There will never be a footnote at the bottom of the ad which explains that everyone from the head honcho to the security guy - from both the client's side and the agency – ended up in bed with it, leaving the creative team to clean up the morning after, and 'incorporate all the inputs into one cohesive piece of communication' (borrowing a choice phrase from servicing's email).

There will never be a disclaimer that says that you had to choose between getting trolled on Twitter and posting a ‘COVID has left me jobless’ plea on LinkedIn. Or that your agency had to do what it took to hold on to a key account. Or that you had way too many responsibilities to prioritise your professional ego over your EMIs.

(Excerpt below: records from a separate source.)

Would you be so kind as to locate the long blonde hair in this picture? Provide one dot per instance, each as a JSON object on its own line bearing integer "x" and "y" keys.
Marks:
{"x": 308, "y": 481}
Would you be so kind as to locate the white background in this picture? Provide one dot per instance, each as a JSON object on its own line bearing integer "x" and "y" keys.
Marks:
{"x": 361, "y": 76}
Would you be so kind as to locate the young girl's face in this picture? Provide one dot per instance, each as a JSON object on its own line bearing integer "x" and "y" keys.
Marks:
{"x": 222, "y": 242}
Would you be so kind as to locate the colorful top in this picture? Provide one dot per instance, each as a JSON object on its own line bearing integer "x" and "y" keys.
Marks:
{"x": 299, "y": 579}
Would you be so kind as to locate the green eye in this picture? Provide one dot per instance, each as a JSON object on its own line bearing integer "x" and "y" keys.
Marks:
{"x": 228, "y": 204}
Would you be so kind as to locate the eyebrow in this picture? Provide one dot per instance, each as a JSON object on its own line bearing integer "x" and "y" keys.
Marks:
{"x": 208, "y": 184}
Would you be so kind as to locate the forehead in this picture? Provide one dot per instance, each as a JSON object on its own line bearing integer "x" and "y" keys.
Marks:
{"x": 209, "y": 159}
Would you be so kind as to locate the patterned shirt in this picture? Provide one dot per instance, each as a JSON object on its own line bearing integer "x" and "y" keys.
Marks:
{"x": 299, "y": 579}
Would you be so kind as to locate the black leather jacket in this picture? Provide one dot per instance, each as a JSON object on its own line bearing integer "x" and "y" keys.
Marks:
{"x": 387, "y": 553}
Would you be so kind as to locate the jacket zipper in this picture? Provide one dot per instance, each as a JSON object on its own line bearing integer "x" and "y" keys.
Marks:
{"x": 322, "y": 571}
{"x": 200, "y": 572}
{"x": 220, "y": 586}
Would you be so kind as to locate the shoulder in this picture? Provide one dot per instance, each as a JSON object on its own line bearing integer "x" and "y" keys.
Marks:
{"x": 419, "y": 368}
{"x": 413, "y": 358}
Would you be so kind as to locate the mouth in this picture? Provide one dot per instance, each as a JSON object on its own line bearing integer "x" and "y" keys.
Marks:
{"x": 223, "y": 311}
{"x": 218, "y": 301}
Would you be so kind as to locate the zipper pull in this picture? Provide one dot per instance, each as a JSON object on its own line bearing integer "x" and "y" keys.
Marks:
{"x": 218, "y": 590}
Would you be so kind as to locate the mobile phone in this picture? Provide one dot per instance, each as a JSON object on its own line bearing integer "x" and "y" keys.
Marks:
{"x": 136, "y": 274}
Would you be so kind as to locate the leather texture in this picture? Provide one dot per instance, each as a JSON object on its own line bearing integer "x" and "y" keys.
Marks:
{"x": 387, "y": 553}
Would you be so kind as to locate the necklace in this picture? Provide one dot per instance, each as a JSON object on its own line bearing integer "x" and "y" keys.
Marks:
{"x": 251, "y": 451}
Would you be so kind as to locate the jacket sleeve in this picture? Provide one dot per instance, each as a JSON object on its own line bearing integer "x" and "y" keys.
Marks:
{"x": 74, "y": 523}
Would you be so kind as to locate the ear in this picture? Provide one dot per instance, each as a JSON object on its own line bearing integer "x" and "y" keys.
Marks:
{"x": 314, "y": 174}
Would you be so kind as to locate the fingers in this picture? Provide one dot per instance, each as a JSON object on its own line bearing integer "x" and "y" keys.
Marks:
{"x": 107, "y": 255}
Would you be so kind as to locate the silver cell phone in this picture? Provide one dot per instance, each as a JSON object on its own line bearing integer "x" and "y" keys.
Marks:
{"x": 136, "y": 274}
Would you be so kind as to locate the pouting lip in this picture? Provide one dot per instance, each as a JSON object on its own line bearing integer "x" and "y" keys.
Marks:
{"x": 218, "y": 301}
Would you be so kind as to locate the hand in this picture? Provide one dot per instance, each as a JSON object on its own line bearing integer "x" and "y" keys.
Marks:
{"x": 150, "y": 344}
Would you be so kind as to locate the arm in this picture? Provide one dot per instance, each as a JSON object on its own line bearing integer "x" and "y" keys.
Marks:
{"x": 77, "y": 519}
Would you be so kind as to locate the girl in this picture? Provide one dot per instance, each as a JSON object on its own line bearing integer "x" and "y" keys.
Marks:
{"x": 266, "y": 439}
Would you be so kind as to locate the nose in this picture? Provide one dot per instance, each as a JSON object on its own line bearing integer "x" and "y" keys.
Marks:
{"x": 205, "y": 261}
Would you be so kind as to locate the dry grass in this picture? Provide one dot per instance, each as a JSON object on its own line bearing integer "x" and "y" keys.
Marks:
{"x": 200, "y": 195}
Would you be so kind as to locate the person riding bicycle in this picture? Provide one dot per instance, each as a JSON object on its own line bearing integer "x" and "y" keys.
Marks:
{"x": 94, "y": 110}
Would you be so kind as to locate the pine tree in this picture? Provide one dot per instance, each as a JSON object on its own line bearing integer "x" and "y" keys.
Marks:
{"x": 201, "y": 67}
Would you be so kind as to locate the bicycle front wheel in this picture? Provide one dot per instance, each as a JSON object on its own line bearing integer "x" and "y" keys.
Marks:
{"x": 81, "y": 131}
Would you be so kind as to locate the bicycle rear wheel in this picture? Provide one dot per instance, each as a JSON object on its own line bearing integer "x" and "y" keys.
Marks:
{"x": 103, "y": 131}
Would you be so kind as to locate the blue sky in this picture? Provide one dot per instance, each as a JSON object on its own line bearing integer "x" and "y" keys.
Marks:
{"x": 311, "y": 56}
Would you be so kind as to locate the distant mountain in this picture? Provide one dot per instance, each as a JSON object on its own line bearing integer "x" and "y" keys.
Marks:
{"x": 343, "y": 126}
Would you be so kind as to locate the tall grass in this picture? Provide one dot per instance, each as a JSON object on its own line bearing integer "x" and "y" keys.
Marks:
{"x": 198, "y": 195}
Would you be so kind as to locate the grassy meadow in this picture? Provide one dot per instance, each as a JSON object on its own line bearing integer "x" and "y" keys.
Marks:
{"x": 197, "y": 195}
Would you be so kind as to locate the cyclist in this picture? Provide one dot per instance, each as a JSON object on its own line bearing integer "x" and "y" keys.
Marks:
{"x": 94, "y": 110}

Here's the irony - if rank outsiders, B-school students, consultants and social media warriors think it's an appalling idea, wouldn't you, who breathes, eats and lives advertising, know better?

But who's to tell them that the terrible, terrible ad came out not because of you, but despite your best efforts?

Who's to let them know that while they were busy taking you apart, you were already dying a million deaths?

(The author of this guest article is a creative consultant.)